Anode sheaths impact the operation of many practical plasma devices. This complex region is explored in detail for collisional, isothermal (identical specie temperatures), low-temperature plasmas, where sheath dimensions are in the micron range. The selected approach involves postulation of a specific electric field distribution with two shape factors. Previous research regarding planar anodes is verified and expanded upon using greater parameter ranges. 'z', a dimensionless quantity specifying plasma composition and condition, groups diverse plasmas into 'families' exhibiting similar sheath characteristics. 'n', a nondimensional ratio of electrical energy to thermal energy in the sheath, allows temperature effects to be studies. The investigation focuses on three disparate families that span a z range of 1.1729 to 2.1493, at n values defines by plasma temperatures of 6000(o) K, 3000(o) K, and 300(o) K. Results indicate that at lower temperatures, charge production in the outer sheath is generic to the electric field distribution, and that the sheaths themselves are nearly unaffected by substantial changes in temperature (i.e., n).

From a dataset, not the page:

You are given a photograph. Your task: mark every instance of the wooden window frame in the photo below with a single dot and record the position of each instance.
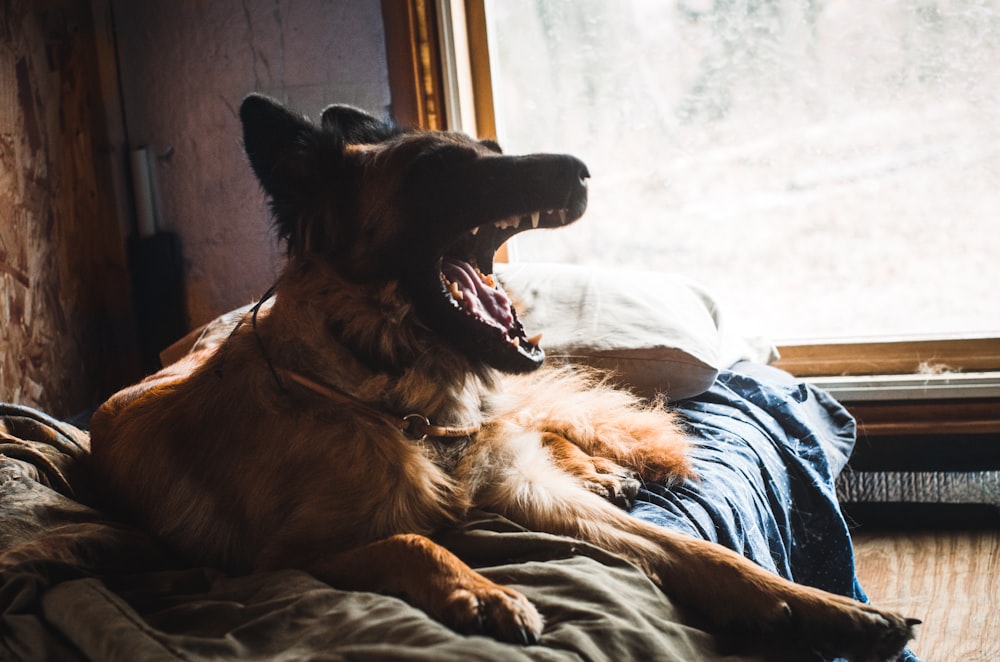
(905, 386)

Conversely, sheath density and extent are shown to vary significantly for differing z values. Newly derived equations governing cylindrical anodes generate sheaths that are virtually identical to corresponding planar cases. It is shown only those anodes whose radii are comparable to the plasma's 'characteristic radius' (y) must be treated with the cylindrical formulation; non-vacuous plasmas would require micron-width anodes to be thus affected. Finally, an analytical approach yields solutions that confirm the numerical results, and offers an algebraic approximation for high-n plasmas.